Henry no dijo nada, concentrándose en la carretera. Pronto llegaron a la oficina del Grupo Celestial.

El Grupo Celestial, un grupo internacional, era la compañía familiar de los Yates, que procedía de la capital.

Su sede era un impresionante edificio de ocho plantas.

James y Thea salieron del coche.

Thea miró el imponente edificio y el pánico se apoderó de ella.

Durante los últimos diez años, se había quedado en casa tanto como podía.

Sin embargo, tenía una fuerte sed de visitar y explorar el mundo exterior. La razón por la que estudiaba tanto en casa era para liberarse de la jaula proverbial y volar más alto.

Sacó su teléfono y llamó a su compañera de clase.

Unos veinte minutos más tarde, una mujer muy maquillada y con una falda de trabajo se acercó a ellos. Al ver a Thea de pie en la entrada, no pudo ocultar su sorpresa.

Había oído que Thea había recuperado su aspecto. Incluso le había enviado una foto, pero no lo creyó.
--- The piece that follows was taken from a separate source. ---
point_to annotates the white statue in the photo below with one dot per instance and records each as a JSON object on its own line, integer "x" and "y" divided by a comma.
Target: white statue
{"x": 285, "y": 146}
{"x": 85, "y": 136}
Se vio obligada a aceptar la verdad ahora que veía a Thea en carne y hueso.

Sintió envidia al comprobar lo hermosa que era Thea ahora.
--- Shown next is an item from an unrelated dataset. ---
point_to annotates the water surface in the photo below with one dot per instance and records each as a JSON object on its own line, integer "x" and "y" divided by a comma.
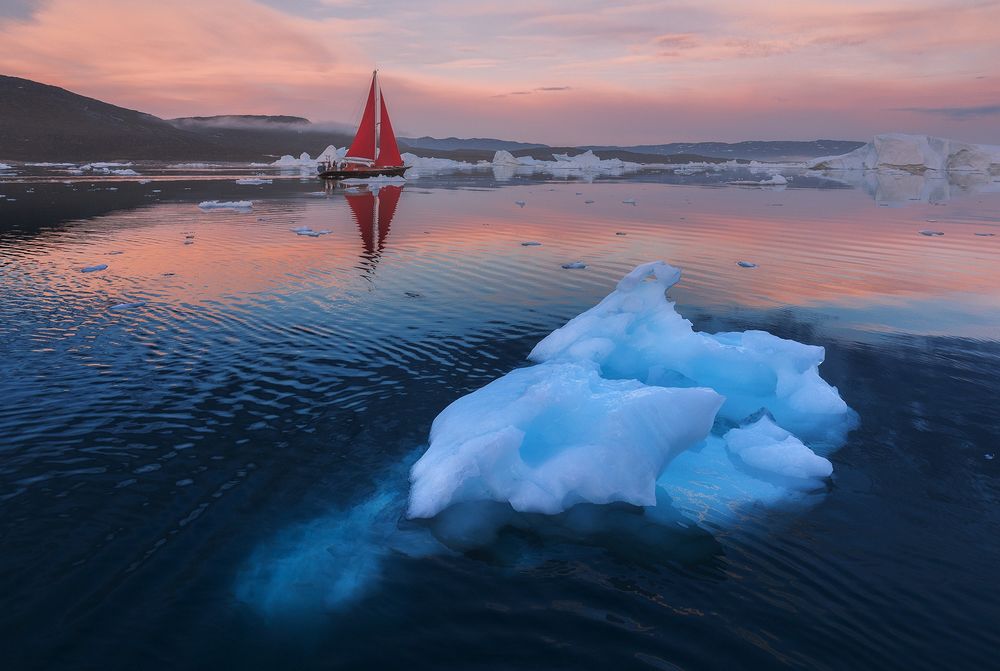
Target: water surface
{"x": 260, "y": 389}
Acercándose a ellas, preguntó dudosa: “¿Thea?”.

Emocionada, Thea agarró la mano de la otra mujer. Dijo: “¡Jane, soy yo! ¡Realmente has conseguido ser la jefa de un departamento en el Grupo Celestial!”.
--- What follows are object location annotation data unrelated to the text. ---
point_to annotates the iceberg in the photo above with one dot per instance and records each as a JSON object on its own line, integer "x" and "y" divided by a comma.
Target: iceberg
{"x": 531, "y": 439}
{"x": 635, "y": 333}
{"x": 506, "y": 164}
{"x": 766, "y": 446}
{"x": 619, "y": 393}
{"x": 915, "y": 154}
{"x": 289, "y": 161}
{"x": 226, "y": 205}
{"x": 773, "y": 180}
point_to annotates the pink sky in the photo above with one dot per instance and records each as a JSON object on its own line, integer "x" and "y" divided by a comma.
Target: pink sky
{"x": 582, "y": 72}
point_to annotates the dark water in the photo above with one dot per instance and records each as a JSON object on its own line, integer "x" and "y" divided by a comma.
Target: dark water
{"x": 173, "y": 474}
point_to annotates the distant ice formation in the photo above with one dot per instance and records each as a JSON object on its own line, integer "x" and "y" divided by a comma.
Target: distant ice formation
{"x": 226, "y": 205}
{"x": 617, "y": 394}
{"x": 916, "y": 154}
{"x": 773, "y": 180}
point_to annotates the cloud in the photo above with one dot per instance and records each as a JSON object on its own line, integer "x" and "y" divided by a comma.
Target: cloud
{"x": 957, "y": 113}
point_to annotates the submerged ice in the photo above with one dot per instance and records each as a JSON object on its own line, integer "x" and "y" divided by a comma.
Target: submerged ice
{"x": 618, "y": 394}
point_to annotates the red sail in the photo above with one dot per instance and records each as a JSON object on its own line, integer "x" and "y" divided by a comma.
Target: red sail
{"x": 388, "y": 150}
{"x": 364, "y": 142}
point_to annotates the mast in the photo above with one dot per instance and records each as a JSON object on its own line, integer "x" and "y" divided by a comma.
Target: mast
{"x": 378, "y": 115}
Jane Whitman se sintió muy halagada. Sonrió y dijo: “Solo intento ganarme la vida. Thea, si quieres conocer al presidente, aún necesitas el permiso del director general. Vamos”.

Thea se quedó clavada en el sitio.

Cuando hablaron ayer por teléfono, Jane le prometió que había concertado una cita con el presidente, Alex Yates.

“Thea, debes saber que no es fácil conseguir un pedido de Celestial. Si quieres el pedido, tendrás que…”. Se inclinó más hacia Thea y le susurró algo al oído.

Thea rechazó la idea de Jane con firmeza. “De ninguna manera”.

Jane perdió la paciencia. “Thea, si no estás dispuesta a hacer sacrificios, ¿cómo obtendrá algo a cambio? Le envié tu foto al director. Él accedió a que obtengas el pedido si te acuestas con él. ¡Ni siquiera tienes que ver al presidente!”.

“Jane, pensé que éramos amigas. ¿Así es como se trata a una amiga?”.

Jane parecía poco impresionada. “¿Quieres conseguir un pedido sin un sacrificio? Permíteme que te lo diga. Es imposible. Lo he dejado claro, así que piénsalo y dime si todavía quieres continuar con esto”.

Después se dio la vuelta y se marchó, con sus tacones repicando fuertemente contra el suelo.

Thea estaba al borde de las lágrimas. Se dio la vuelta para mirar a James, que había permanecido en silencio todo este tiempo. “Soy una inútil, ¿verdad?”.

James la consoló. “Por supuesto que no. ¿Por qué no intentas ver a Alex Yates de inmediato? Creo que te recibirá. Ve, te espero en el coche”.

James empujó suavemente a Thea en dirección al edificio.

Justo entonces, Jane regresó con un hombre de mediana edad.

El hombre llevaba traje y corbata, con aspecto de exitoso hombre de negocios.

Jane le rodeó el brazo íntimamente, acercándose a Thea una vez más. Con una sonrisa, le dijo: “Thea, éste es el gerente del Grupo Celestial. Está a cargo de todas las conexiones comerciales. Él toma las decisiones sobre quién recibe los pedidos”.

La única razón por la que Jane estaba en esta posición hoy era porque se había acostado con el gerente, Linus Johnson. Era su amante.

Jane había enviado a Linus una foto de Thea la noche anterior.

Linus quedó intrigado de inmediato. Le prometió a Jane que la ascendería al puesto de subdirectora de departamento si le ayudaba a llevar a Thea a la cama.

Ahora que Linus vio a Thea en carne y hueso, se excitó aún más.

Thea era aún más hermosa en persona.

Juró que se la llevaría a la cama por las buenas o por las malas.

Se acercó a ella con el pecho hinchado. “Thea, ¿verdad? Jane me lo ha contado todo. Hoy es un día caluroso. ¿Por qué no llevamos esta discusión a una habitación de hotel? No te preocupes. Ven conmigo y no tendrás que preocuparte por el pedido. ¡Incluso te daré un trato de cincuenta millones de dólares!”.